Run supervised fine-tuning on a TPU VM by using MaxText

This tutorial provides a step-by-step guide for running supervised fine-tuning (SFT) on a single v6e-8 Tensor Processing Unit (TPU) virtual machine (VM) instance on Google Cloud by using MaxText, a high-performance JAX-based training stack for large language models (LLMs).

Objectives

Set up a Cloud TPU VM instance.
Install MaxText and its dependencies.
Convert a Hugging Face model to MaxText format.
Run an SFT training workload on the TPU.
Convert the fine-tuned model back to Hugging Face format for serving.

Costs

In this document, you use the following billable components of Google Cloud:

Cloud TPU

To generate a cost estimate based on your projected usage, use the pricing calculator.

New Google Cloud users might be eligible for a free trial.

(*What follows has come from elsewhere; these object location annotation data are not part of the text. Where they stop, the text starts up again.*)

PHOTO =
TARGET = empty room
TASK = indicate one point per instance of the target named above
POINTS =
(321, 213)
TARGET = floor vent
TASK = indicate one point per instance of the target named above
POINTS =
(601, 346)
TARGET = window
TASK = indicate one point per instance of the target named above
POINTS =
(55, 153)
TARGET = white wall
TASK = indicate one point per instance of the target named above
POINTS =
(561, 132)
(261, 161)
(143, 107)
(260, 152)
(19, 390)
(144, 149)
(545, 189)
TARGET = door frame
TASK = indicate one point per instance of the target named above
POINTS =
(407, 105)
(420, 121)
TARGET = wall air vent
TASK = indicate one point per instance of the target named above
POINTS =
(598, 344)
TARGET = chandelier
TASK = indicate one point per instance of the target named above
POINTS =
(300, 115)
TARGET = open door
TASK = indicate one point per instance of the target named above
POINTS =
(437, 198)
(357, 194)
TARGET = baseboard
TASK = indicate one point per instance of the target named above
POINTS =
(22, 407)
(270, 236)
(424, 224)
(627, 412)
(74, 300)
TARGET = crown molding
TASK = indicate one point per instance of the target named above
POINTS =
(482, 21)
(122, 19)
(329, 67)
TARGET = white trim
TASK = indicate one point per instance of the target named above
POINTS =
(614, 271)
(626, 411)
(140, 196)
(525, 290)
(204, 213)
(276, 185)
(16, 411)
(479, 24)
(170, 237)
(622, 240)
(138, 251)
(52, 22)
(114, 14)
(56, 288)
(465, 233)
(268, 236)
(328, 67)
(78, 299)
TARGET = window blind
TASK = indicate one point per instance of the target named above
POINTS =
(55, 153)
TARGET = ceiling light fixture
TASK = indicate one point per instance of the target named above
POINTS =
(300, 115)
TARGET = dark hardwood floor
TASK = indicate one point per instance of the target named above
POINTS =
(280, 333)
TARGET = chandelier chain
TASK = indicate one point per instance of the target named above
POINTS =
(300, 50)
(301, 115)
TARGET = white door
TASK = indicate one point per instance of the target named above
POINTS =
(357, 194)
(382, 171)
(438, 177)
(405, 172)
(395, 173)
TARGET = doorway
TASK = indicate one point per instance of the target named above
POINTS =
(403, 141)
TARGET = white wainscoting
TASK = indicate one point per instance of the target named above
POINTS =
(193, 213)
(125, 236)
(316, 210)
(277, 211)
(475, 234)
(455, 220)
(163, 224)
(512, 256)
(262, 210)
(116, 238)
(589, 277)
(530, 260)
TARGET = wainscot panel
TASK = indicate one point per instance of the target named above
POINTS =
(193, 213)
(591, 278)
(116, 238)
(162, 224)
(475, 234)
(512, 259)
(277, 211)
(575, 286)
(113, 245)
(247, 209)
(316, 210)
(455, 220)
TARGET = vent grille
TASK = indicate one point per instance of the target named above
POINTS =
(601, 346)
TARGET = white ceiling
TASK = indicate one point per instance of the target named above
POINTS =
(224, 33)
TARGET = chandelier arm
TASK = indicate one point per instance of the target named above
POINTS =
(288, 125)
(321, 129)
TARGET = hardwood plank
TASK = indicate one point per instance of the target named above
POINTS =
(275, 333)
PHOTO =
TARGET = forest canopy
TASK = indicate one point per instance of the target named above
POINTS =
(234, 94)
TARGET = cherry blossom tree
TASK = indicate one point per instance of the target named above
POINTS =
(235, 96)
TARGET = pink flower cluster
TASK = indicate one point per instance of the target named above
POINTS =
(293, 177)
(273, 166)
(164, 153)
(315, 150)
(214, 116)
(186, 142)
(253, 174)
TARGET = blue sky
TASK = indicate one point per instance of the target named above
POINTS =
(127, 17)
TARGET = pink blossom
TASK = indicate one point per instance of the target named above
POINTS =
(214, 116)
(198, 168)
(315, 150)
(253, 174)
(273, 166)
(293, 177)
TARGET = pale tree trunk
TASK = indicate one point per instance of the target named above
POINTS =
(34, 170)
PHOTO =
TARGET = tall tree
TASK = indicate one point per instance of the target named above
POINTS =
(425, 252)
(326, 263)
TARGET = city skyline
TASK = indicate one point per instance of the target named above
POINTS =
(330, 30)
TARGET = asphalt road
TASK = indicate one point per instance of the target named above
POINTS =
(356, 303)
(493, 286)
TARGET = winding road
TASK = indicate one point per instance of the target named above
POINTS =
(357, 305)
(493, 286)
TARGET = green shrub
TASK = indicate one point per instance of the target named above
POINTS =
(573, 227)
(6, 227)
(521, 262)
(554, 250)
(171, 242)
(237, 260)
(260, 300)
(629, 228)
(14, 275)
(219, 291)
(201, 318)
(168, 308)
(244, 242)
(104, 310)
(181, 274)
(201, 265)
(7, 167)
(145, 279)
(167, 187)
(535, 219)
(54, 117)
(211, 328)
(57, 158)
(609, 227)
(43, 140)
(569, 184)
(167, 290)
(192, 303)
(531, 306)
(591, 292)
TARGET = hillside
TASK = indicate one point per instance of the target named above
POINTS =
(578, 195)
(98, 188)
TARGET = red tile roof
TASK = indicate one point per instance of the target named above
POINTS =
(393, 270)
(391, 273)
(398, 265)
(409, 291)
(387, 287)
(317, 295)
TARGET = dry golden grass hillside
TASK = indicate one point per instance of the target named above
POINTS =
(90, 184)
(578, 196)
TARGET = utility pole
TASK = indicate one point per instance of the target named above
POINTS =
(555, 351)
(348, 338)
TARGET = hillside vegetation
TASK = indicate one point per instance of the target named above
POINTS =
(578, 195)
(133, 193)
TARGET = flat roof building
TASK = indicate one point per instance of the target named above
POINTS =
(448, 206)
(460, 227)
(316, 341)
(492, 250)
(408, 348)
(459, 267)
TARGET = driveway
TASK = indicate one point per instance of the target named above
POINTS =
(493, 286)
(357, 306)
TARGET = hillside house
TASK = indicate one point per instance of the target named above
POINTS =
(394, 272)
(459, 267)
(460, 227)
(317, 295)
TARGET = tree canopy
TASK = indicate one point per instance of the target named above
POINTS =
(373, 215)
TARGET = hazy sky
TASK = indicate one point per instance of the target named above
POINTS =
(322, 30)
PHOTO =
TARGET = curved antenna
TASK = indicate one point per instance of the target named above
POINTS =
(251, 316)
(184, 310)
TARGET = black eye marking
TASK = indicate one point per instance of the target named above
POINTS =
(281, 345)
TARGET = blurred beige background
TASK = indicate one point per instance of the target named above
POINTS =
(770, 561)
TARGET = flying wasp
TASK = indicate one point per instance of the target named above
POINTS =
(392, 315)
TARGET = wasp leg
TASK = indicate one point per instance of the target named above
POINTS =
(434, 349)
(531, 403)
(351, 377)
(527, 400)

When you finish the tasks that are described in this document, you can avoid continued billing by deleting the resources that you created. For more information, see Clean up.

Before you begin

You need a Hugging Face access token to use this tutorial. You can sign up for a free account at Hugging Face. Once you have an account, generate an access token:
1. On the Welcome to Hugging Face page, click your account avatar and select Access tokens.
2. On the Access tokens page, click Create new token.
3. Select the Read token type and enter a name for your token.
4. Your access token is displayed. Save the token in a safe place.

On the Hugging Face website, accept the license agreement for the model that you plan to train. This tutorial uses the model gemma3-4b.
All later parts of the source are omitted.